Одного мгновенья было достаточно, чтобы заметить все: и черные глазищи, и зверские брови над повисшим носом… В следующее мгновенье, когда это страшилище, скаля зубы, двинулось и замычало какие-то слова – мой столбняк прошел. И вот я уже лечу по коридору, как вихрь, молча и безумно, не разбираю дороги, сметаю в сторону горничную Глашу, потом еще кого-то. Потом с налету качусь под ноги Аглаиде Павловне, которая успевает схватить меня за плечи, я рвусь, Аглаида Павловна приседает было на корточки, но, рассмотрев мое страшное лицо и кое-как расслышав захлебывающийся шепот: «ба…баши…зук…», – визжит пронзительно, поднимает меня на руки и, спотыкаясь, бежит куда-то со мной.

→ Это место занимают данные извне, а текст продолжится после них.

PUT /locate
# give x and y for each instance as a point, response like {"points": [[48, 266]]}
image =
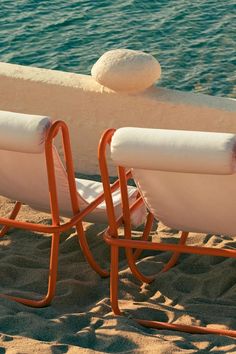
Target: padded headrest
{"points": [[174, 150], [23, 132]]}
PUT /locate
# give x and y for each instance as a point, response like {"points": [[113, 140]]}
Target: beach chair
{"points": [[187, 180], [33, 173]]}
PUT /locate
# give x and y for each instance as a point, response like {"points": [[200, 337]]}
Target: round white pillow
{"points": [[126, 70]]}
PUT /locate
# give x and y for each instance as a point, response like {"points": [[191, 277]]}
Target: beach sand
{"points": [[198, 290]]}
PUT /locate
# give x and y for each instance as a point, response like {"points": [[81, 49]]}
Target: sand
{"points": [[199, 290]]}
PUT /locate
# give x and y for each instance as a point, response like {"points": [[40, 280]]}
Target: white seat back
{"points": [[186, 178], [23, 175]]}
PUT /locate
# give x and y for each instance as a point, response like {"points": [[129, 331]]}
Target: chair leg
{"points": [[186, 328], [53, 267], [146, 232], [114, 279], [174, 258], [12, 216], [87, 253]]}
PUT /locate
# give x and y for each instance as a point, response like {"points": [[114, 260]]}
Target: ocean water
{"points": [[193, 40]]}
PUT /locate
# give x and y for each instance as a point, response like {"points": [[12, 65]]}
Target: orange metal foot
{"points": [[28, 302]]}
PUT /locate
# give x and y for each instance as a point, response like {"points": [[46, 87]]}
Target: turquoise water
{"points": [[193, 40]]}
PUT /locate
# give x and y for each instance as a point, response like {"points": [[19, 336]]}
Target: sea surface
{"points": [[194, 41]]}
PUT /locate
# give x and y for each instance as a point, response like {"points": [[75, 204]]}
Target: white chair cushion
{"points": [[23, 132], [174, 150], [30, 186]]}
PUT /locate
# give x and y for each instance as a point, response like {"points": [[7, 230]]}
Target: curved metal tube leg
{"points": [[12, 216], [174, 258], [146, 232], [87, 253], [52, 277], [114, 279]]}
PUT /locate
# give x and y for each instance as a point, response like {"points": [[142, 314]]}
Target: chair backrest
{"points": [[23, 170], [187, 178]]}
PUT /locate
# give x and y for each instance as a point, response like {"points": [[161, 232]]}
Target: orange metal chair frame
{"points": [[111, 238], [57, 228]]}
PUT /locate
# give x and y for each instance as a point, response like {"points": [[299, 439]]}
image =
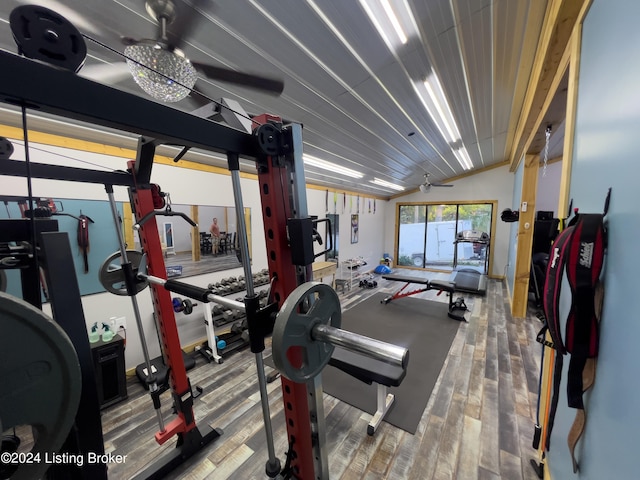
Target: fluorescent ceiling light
{"points": [[384, 183], [316, 162], [393, 20], [432, 96], [462, 156]]}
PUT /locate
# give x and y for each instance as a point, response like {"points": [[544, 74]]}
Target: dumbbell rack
{"points": [[236, 338]]}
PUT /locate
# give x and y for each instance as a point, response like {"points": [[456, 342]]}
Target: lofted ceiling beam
{"points": [[561, 17]]}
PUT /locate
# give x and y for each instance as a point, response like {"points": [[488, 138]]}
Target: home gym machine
{"points": [[303, 316]]}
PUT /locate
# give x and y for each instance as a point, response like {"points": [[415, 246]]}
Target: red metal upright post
{"points": [[150, 241], [275, 191]]}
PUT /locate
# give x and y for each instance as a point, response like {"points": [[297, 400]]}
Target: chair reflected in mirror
{"points": [[222, 243], [205, 243]]}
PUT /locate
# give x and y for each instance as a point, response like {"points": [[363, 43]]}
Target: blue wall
{"points": [[513, 234], [102, 240], [606, 155]]}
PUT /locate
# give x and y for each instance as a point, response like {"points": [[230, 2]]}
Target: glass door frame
{"points": [[399, 205]]}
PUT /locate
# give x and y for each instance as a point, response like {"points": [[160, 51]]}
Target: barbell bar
{"points": [[310, 318]]}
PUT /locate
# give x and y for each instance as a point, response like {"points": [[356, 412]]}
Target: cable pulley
{"points": [[112, 275]]}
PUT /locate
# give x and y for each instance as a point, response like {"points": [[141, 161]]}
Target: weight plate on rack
{"points": [[6, 148], [47, 36], [310, 304], [40, 377]]}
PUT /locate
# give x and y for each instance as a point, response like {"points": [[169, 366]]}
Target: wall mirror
{"points": [[192, 251]]}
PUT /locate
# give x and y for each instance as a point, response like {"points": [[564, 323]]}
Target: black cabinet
{"points": [[108, 361]]}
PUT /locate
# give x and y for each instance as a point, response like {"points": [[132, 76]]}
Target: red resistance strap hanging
{"points": [[578, 252]]}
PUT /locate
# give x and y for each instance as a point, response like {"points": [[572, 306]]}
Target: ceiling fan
{"points": [[425, 187], [172, 75]]}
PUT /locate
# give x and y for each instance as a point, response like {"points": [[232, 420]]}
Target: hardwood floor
{"points": [[478, 423]]}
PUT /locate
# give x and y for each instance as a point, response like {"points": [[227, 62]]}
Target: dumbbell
{"points": [[220, 344], [183, 306]]}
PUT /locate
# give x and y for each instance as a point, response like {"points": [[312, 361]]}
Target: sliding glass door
{"points": [[427, 234]]}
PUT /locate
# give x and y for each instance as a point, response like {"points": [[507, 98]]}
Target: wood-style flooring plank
{"points": [[478, 422]]}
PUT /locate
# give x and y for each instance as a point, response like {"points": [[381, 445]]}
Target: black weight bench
{"points": [[457, 307], [370, 371], [367, 370]]}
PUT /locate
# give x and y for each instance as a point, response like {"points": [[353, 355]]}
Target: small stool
{"points": [[341, 284]]}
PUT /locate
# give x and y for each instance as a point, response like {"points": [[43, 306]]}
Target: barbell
{"points": [[310, 319]]}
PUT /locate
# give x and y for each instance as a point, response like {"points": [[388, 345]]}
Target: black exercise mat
{"points": [[421, 325]]}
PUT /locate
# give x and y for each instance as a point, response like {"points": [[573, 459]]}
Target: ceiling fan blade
{"points": [[106, 73], [187, 15], [257, 82]]}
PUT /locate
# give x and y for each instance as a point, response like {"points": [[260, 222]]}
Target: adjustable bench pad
{"points": [[367, 369], [433, 284]]}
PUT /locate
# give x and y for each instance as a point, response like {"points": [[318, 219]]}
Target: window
{"points": [[427, 232]]}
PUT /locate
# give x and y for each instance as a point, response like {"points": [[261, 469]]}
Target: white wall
{"points": [[491, 185], [186, 187], [549, 188]]}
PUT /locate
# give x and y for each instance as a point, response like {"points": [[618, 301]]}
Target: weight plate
{"points": [[111, 275], [310, 304], [47, 36], [6, 148], [40, 377], [187, 306], [268, 138]]}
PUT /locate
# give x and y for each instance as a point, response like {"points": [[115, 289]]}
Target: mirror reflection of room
{"points": [[193, 251]]}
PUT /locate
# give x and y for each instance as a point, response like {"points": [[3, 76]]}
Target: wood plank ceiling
{"points": [[356, 95]]}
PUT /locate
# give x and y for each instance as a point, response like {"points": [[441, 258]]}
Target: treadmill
{"points": [[469, 279]]}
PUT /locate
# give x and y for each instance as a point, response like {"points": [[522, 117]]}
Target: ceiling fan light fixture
{"points": [[166, 75]]}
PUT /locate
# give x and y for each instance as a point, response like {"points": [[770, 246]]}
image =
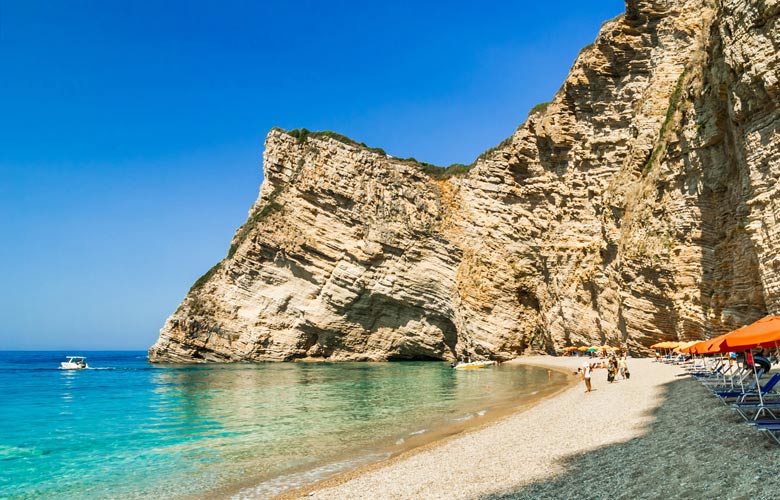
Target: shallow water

Кажется, нас остановили уже в кухне, на визг сбежались все: няня, тетя, бабушка. Явилась и мама. Помню красное, в слезах, лицо Аглаиды Павловны, шум, возгласы, объяснения. Бабушка оторвала мои руки от шеи защитницы и увела к себе, что-то говорила, успокаивала.

– Да не реви ты… Не реви ты… Полно-ка… перекрестись: никогошеныси и нет нигде… Это черт тебе привиделся, за то, что Богу не молишься.

Поверить, что черт привиделся – пожалуй, можно бы. Слезы мои понемногу утихали. Но какой удар ожидал меня впереди!..

Этот удар нанесла мне явившаяся через полчаса в бабушкину комнату Аглаида Павловна. Она все еще была красна, как рак, и презлобная. Тогда сразу поверила мне о башибузуке, все это видели, и теперь не могла простить мне такого потрясающего стыда.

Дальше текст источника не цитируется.